Reading this article I was both sad and excited at the same time because you see I had a miscarriage several years ago before I had any clue as to what was going on with my body. So my first thought when reading this was, what if my doctors knew this? What if I had changed my diet sooner, would I then have a child? No one really knows and I generally try not to live in the past or in what if land because it certainly does not serve me. 

I believe I am here today because of all that I have gone through and I’m grateful to be where I am now. And my hope is maybe just maybe this article can help someone who is having a tough time having a family of their own.

I certainly know from my own experience I certainly would not have need additional proof just like the American College of Obstetricians and Gynecologists (ACOG) or the March of Dimes are looking for. Had I known this I would have demanded that I be tested and would have keep searching until I found a doctor who would run the test and/or be open to this as a possibility for my challenges. I had many, but to think that by just removing gluten from my diet that it could have eliminated a huge road block, I would have certainly tried it without a single moment of hesitation. 

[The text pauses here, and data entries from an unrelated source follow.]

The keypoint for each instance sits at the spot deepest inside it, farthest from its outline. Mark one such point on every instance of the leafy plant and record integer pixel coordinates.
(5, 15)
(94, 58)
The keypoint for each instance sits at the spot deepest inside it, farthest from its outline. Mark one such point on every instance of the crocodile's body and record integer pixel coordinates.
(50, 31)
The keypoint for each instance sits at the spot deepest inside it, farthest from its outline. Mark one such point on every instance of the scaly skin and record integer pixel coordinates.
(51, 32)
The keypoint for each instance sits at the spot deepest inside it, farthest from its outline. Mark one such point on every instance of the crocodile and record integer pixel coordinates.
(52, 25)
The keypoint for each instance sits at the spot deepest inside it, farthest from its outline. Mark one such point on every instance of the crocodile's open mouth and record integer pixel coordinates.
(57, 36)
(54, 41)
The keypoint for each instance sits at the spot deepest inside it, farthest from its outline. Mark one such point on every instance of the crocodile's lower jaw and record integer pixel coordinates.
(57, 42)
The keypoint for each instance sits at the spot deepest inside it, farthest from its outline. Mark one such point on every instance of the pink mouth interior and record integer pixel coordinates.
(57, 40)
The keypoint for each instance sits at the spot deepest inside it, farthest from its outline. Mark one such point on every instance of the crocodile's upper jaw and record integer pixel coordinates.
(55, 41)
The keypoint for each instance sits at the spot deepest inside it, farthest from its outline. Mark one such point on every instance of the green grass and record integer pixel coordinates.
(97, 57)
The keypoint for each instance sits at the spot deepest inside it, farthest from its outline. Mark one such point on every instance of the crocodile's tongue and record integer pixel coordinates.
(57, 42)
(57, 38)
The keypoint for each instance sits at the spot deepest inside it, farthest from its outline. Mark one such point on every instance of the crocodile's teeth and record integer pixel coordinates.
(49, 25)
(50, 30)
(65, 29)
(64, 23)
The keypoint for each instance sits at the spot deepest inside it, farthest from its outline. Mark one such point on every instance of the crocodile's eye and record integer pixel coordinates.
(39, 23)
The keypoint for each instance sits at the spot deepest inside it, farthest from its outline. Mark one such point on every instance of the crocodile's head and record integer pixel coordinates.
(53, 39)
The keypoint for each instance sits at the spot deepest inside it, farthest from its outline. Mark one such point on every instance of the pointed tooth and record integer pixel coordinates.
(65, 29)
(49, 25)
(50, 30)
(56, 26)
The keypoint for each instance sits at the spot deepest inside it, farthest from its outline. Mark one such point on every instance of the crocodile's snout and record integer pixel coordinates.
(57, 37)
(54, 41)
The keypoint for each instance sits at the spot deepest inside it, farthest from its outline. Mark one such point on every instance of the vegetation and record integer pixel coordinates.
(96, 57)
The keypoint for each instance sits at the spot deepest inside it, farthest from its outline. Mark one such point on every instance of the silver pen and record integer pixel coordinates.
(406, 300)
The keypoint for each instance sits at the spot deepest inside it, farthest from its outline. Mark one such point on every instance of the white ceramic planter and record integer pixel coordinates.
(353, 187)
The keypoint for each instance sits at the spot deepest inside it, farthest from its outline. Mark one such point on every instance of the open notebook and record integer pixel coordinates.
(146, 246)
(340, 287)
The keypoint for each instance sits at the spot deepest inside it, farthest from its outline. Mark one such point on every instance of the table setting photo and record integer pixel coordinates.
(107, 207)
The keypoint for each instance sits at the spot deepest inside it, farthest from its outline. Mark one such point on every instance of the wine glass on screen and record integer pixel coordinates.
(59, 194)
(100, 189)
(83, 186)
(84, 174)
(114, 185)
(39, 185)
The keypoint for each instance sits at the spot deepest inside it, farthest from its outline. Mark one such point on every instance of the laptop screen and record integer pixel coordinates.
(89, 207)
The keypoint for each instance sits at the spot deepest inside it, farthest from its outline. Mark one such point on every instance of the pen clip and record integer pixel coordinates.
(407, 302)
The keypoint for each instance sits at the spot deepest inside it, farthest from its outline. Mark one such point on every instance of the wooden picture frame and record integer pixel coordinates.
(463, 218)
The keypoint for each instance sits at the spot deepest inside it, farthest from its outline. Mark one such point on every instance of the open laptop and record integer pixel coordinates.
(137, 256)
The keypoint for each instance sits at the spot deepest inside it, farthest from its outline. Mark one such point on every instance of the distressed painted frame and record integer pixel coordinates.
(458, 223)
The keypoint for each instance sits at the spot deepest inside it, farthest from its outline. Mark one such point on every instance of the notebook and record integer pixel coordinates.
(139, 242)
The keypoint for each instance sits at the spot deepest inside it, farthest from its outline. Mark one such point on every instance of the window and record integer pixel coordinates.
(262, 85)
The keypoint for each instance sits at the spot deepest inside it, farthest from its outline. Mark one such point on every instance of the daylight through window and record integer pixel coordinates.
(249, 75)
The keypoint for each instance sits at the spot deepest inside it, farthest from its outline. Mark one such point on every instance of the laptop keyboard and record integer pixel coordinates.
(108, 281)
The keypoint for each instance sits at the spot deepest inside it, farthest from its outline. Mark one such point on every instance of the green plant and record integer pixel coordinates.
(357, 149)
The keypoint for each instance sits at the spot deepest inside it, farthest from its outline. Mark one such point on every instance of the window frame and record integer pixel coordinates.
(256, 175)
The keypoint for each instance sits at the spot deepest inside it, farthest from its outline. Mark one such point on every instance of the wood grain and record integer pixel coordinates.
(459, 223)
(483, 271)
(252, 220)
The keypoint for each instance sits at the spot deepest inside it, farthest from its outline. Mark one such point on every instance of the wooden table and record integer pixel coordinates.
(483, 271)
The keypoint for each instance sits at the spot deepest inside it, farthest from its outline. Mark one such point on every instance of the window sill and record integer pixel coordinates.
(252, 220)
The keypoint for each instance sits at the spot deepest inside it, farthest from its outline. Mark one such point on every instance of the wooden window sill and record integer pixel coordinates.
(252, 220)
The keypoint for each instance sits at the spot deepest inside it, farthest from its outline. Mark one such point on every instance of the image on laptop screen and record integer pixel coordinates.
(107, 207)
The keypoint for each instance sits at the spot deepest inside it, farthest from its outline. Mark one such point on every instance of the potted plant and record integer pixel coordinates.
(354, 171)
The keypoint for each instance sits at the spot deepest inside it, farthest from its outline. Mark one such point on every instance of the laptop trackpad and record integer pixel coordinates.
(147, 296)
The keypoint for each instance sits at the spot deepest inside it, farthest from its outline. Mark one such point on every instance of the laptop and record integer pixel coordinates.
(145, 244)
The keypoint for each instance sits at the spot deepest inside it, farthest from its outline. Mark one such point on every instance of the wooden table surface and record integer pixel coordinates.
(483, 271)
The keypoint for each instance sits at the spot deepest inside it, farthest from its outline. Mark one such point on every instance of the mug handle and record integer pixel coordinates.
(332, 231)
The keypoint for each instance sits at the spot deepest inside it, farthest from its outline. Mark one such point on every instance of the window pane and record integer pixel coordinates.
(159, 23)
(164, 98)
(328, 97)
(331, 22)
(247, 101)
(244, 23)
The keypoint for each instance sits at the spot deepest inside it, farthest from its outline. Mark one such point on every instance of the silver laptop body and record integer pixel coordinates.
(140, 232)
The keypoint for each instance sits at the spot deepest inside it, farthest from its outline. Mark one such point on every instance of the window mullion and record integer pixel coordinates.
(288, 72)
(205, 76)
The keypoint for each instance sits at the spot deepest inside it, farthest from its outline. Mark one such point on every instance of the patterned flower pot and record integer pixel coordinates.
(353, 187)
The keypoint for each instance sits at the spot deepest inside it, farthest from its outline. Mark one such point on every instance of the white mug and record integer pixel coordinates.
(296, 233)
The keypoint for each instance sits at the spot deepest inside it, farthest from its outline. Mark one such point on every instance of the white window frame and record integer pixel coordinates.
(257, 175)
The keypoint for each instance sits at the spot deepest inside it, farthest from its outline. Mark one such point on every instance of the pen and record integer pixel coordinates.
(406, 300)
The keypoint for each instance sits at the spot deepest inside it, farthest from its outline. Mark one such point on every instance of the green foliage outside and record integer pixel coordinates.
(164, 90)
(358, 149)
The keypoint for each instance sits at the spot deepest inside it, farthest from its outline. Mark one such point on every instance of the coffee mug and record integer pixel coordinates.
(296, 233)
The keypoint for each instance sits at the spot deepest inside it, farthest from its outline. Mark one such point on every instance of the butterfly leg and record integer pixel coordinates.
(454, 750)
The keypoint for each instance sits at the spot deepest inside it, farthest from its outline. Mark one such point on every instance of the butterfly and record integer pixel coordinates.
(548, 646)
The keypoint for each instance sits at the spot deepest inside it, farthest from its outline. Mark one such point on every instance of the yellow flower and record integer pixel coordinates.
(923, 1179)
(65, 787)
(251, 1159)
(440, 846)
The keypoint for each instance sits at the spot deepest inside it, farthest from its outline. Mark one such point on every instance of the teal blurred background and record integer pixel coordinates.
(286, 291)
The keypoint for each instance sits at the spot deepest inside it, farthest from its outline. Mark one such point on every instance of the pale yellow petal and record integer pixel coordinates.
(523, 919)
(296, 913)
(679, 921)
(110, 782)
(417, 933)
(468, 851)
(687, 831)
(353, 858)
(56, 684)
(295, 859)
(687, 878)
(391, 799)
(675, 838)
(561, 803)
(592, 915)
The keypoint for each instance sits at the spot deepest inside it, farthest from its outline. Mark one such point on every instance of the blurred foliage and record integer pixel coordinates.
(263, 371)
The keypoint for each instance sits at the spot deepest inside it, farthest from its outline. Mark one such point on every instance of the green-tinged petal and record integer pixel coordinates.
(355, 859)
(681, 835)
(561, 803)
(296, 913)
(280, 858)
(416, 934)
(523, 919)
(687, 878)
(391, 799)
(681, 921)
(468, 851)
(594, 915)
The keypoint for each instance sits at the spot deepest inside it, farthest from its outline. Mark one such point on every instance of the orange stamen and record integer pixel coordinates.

How about you? Would you be willing to change your diet, improve your health and gee possibly having the family you always wanted? For me there is not even a question.

Just something to think about and to consider when making food choices that could have a significant affect on your health and the possibility of starting a family.

* Here’s my little disclaimer, I’m not a doctor, researcher, immunologist, just someone deeply concerned and trying to help as many peeps as I can make conscious, good, healthy choices for their health and their bodies when living life with gluten challenges. I have not been compensated or obligated to write this article, and as always, all thoughts and opinions are honest and my own!